Special economic zones (SEZs) with variations known as free ports, free cities, etc have been created in more than 130 countries over the last half century, and to date some 3,000 plus have been formed. Special economic zones typically have no or low tariffs, low tax rates and light regulations. They range in size from entire cities, like Hong Kong, to single buildings. There have been many successes but even more failures. Lotta Moberg is a very smart international economist, who has studied the pros and cons of SEZs in detail. She presents a very balanced analysis of what works and what does not – and what lessons are to be learned.

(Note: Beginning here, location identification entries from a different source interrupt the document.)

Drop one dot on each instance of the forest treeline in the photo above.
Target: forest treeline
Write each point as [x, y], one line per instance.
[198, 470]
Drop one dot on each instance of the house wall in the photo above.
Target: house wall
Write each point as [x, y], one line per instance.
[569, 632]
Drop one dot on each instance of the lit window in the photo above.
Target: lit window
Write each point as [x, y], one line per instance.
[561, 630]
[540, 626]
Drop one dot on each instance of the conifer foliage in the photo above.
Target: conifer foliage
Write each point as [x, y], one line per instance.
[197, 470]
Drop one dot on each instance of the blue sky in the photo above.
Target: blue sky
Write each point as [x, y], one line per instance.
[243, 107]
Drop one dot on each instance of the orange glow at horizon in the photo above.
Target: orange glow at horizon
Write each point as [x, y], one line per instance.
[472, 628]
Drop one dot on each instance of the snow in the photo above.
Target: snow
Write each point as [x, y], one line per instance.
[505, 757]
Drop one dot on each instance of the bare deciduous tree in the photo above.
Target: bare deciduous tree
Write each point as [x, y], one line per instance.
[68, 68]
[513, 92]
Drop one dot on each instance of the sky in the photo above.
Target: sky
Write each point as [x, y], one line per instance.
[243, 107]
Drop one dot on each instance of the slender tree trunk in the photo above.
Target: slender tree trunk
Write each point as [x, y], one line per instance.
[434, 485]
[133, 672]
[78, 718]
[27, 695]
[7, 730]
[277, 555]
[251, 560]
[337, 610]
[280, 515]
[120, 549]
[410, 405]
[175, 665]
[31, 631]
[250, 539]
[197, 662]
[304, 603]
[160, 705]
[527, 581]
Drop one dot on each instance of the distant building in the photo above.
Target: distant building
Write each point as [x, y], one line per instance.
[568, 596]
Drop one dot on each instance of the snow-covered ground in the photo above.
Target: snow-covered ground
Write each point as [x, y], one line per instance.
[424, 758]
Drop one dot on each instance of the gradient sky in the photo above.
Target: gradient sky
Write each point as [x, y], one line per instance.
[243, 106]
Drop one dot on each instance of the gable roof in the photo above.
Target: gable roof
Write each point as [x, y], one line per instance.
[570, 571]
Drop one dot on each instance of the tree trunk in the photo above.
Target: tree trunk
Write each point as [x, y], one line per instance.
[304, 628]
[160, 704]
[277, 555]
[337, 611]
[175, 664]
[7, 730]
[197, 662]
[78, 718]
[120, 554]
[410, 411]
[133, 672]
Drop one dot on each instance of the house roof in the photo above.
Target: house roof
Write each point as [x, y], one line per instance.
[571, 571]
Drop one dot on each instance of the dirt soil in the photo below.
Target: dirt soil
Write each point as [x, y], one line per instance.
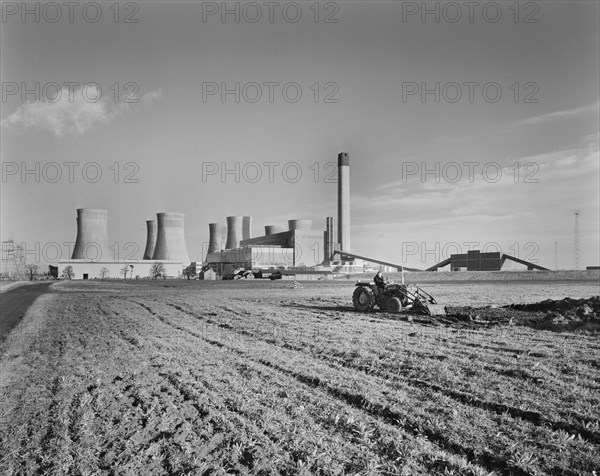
[581, 315]
[214, 378]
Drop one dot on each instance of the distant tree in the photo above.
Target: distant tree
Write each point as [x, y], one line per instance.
[32, 269]
[68, 272]
[157, 269]
[190, 271]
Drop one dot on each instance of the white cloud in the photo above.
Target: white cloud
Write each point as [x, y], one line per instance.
[561, 115]
[69, 114]
[152, 96]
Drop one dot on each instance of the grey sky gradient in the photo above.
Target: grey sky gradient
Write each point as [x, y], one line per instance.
[369, 54]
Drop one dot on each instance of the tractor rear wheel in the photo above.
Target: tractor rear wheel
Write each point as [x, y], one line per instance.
[393, 304]
[363, 299]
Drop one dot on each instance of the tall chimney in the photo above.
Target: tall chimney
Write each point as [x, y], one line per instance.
[344, 201]
[217, 234]
[329, 239]
[246, 228]
[234, 232]
[170, 238]
[92, 236]
[150, 239]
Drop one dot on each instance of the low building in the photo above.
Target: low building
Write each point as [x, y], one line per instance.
[85, 269]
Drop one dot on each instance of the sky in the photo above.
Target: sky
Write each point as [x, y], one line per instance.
[466, 129]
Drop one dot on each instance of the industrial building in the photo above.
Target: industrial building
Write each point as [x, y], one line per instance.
[300, 248]
[298, 245]
[92, 256]
[475, 260]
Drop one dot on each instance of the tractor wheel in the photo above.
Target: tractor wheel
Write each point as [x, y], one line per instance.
[421, 308]
[393, 304]
[363, 299]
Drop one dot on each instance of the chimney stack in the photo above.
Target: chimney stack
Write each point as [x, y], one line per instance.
[344, 201]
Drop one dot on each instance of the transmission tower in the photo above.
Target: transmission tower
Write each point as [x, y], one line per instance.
[576, 251]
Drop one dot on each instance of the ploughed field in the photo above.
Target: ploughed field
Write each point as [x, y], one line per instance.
[261, 377]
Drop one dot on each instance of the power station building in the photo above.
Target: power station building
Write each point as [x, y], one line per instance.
[475, 260]
[92, 253]
[232, 246]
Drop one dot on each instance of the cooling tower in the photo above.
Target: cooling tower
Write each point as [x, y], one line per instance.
[150, 239]
[170, 240]
[272, 229]
[344, 201]
[234, 232]
[299, 225]
[92, 235]
[217, 236]
[246, 228]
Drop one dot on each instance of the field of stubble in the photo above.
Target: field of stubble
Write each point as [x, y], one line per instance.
[266, 378]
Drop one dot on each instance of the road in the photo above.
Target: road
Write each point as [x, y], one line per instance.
[14, 304]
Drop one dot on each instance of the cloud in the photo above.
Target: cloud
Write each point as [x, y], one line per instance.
[70, 113]
[152, 96]
[541, 185]
[560, 115]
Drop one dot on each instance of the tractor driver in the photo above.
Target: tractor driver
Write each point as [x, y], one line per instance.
[379, 281]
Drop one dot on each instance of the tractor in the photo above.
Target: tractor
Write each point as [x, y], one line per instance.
[392, 298]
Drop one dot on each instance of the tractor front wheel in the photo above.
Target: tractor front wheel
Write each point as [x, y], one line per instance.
[363, 299]
[393, 304]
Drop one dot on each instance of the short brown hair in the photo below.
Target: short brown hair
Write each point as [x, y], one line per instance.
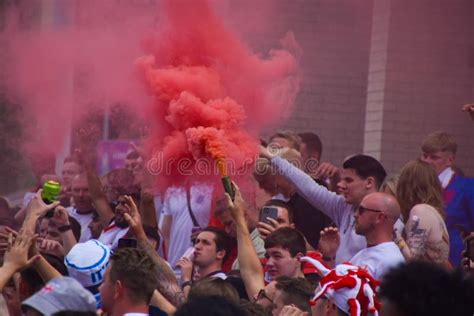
[439, 141]
[214, 287]
[419, 184]
[287, 238]
[138, 272]
[297, 291]
[282, 204]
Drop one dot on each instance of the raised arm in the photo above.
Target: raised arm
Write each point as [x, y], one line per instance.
[96, 191]
[320, 197]
[16, 257]
[168, 285]
[35, 209]
[417, 231]
[250, 266]
[61, 219]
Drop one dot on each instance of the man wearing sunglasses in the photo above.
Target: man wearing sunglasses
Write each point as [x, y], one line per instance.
[360, 176]
[374, 219]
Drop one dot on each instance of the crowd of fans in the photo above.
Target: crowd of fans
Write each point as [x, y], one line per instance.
[302, 237]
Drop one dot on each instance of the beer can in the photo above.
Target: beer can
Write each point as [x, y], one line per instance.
[51, 190]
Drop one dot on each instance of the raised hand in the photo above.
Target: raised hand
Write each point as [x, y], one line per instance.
[266, 229]
[326, 170]
[16, 256]
[329, 241]
[37, 207]
[132, 216]
[61, 217]
[186, 266]
[237, 206]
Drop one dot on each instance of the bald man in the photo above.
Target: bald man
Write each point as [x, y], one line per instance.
[374, 219]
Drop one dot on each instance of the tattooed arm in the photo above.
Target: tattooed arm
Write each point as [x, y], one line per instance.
[417, 230]
[168, 285]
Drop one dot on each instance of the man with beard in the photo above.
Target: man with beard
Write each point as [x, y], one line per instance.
[374, 219]
[82, 209]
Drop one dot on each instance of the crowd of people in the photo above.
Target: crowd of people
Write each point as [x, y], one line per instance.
[299, 237]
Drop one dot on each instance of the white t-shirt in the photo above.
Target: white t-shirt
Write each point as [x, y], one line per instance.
[378, 259]
[111, 234]
[84, 220]
[175, 204]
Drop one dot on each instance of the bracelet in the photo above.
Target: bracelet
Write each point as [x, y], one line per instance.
[64, 228]
[327, 258]
[186, 283]
[401, 244]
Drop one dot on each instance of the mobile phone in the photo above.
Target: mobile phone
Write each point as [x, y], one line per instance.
[127, 243]
[268, 212]
[49, 214]
[470, 249]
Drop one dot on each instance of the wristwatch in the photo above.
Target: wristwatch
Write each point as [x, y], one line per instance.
[186, 283]
[64, 228]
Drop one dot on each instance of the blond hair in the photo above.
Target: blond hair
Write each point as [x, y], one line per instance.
[419, 184]
[439, 141]
[290, 136]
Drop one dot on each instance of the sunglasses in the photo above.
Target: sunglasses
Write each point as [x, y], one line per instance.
[261, 295]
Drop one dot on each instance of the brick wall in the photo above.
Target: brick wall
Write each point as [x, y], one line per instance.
[378, 76]
[420, 74]
[335, 37]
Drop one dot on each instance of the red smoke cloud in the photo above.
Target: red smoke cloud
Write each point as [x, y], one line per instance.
[211, 91]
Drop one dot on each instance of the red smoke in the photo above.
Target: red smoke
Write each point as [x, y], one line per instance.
[208, 97]
[212, 94]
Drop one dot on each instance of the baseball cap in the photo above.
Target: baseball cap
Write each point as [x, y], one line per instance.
[61, 294]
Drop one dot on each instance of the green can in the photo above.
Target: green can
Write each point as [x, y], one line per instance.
[51, 190]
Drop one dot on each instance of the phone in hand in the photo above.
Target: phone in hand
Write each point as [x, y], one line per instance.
[470, 249]
[268, 212]
[127, 243]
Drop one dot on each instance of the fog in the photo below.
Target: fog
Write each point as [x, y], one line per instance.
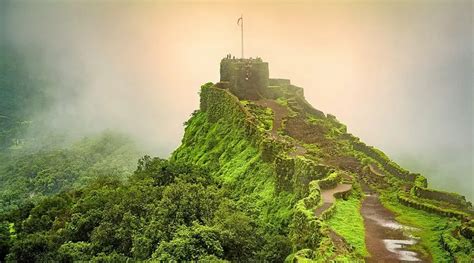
[398, 74]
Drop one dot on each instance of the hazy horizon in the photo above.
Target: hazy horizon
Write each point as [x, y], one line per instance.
[398, 74]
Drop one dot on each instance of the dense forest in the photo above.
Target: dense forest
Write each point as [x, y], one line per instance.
[254, 180]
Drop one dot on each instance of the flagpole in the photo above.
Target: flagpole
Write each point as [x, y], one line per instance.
[242, 34]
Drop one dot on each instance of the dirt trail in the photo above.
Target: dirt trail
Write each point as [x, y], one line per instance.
[280, 112]
[328, 198]
[384, 236]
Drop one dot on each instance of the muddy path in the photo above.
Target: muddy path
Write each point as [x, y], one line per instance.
[327, 196]
[384, 236]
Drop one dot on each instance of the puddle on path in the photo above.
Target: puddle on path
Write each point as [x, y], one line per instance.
[385, 237]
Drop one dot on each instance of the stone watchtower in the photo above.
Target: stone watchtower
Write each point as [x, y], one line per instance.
[245, 78]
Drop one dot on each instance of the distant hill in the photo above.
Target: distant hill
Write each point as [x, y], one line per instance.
[260, 176]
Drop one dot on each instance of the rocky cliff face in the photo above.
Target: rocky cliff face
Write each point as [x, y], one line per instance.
[262, 137]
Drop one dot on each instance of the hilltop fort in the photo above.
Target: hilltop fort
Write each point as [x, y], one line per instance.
[248, 78]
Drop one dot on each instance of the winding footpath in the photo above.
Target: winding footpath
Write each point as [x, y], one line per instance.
[385, 238]
[327, 196]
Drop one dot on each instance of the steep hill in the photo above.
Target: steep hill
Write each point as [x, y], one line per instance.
[260, 176]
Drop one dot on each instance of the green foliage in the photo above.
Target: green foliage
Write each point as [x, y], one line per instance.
[32, 173]
[24, 90]
[166, 211]
[431, 226]
[348, 222]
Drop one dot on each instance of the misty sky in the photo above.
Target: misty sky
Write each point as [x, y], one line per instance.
[397, 73]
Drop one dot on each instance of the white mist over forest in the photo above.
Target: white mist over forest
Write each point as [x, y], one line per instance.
[399, 75]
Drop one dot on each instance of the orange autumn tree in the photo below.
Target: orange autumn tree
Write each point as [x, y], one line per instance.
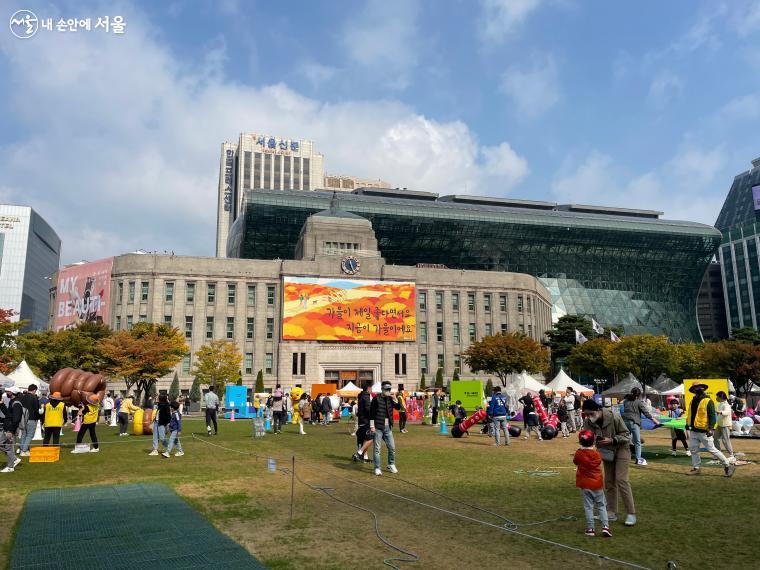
[142, 355]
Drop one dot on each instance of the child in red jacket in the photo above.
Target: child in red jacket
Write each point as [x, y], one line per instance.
[588, 478]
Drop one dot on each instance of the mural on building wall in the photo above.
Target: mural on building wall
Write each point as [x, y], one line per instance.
[348, 309]
[83, 294]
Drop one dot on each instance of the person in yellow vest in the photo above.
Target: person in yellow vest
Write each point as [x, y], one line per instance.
[701, 421]
[89, 420]
[53, 419]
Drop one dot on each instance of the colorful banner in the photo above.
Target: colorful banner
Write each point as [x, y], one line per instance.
[348, 309]
[83, 293]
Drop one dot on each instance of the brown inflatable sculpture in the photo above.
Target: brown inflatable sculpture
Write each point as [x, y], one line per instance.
[75, 385]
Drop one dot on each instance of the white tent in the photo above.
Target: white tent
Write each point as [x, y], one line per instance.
[562, 382]
[23, 377]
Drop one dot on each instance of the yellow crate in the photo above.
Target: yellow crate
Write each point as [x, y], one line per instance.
[44, 454]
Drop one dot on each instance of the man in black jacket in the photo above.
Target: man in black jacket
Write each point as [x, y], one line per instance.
[12, 413]
[381, 426]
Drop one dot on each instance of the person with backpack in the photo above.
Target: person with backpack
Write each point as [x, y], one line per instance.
[13, 413]
[498, 412]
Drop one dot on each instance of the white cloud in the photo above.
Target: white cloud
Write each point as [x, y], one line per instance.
[383, 40]
[533, 90]
[501, 18]
[118, 142]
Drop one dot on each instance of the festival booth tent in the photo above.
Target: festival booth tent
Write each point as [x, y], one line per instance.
[562, 382]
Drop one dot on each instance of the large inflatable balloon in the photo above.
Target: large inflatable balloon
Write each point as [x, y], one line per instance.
[75, 385]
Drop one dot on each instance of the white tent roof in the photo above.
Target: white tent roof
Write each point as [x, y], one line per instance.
[23, 376]
[562, 381]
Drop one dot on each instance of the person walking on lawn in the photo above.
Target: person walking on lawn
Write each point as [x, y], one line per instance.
[701, 421]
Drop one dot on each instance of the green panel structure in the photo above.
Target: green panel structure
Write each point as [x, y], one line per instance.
[120, 526]
[622, 267]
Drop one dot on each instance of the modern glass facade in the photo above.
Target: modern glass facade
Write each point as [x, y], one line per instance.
[622, 267]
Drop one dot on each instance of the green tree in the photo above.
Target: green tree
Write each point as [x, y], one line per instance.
[217, 364]
[174, 388]
[505, 354]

In the early 1990s, I chaired an economic transition team in Bulgaria as it attempted to transform itself from a communist to a free market, democratic country. Suggestions were made at the time for the creation of a special economic zone to serve as a model of how a free market economy should work, in the same way that Hong Kong served as a model for China and their many subsequent SEZs. Most Bulgarians at the time were enthusiastic about the creation of a special economic zone, but they could not agree among themselves of where it should be located, with several different regions vying for it. The result was they checkmated each other and nothing was done at the time.
What struck me is the widespread recognition that free trade, free markets, private property protections along with low taxes and regulations were good, hence the support for the concept of a SEZ but not for the whole country as I once suggested out of frustration. Bulgaria now has several limited special economic zones.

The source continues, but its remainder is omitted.